Realtime Compute for Apache Flink では、新機能の追加、パフォーマンス向上、バグ修正を含む新しいエンジンバージョンがリリースされます。これらの改善を活用するには、デプロイメントのエンジンバージョンをアップグレードしてください。本トピックでは、アップグレード手順、バージョン互換性ルール、およびロールバック方法について説明します。

事前準備

アップグレードを実行する前に、以下の互換性ルールおよび準備手順をご確認ください。

バージョン互換性

原則として、同一メジャーバージョン内のマイナーバージョン同士は互換があります。アップグレード前に生成されたチェックポイントおよびセーブポイントは、引き続き使用可能です。

アップグレード種別 状態の互換性
マイナーバージョン vvr-4.0.15-flink-1.13 から vvr-4.0.18-flink-1.13 互換性あり
メジャーバージョン vvr-4.0.15-flink-1.13 から vvr-6.0.2-flink-1.15 保証されません。状態データなしで再起動が必要です。

バージョン番号の仕様については、「エンジンバージョン」の「エンジンバージョンおよびバージョン番号各桁の意味」セクションをご参照ください。上流互換性マトリックスについては、「アプリケーションおよび Flink バージョンのアップグレード」の「互換性テーブル」をご参照ください。

セーブポイントフォーマットの選択(Ververica Runtime 6.X 以降)
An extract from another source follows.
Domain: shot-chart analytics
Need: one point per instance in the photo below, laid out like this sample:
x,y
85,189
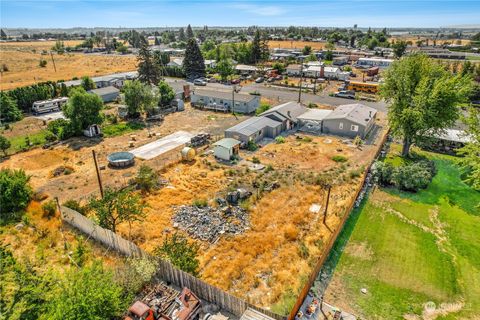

Ververica Runtime(VVR)6.X 以降を採用した Realtime Compute for Apache Flink では、2 種類のセーブポイントフォーマットがサポートされています。

フォーマット 利点 推奨用途
ネイティブフォーマット セーブポイント生成が高速 マイナーバージョンアップグレード(同一メジャーバージョン内)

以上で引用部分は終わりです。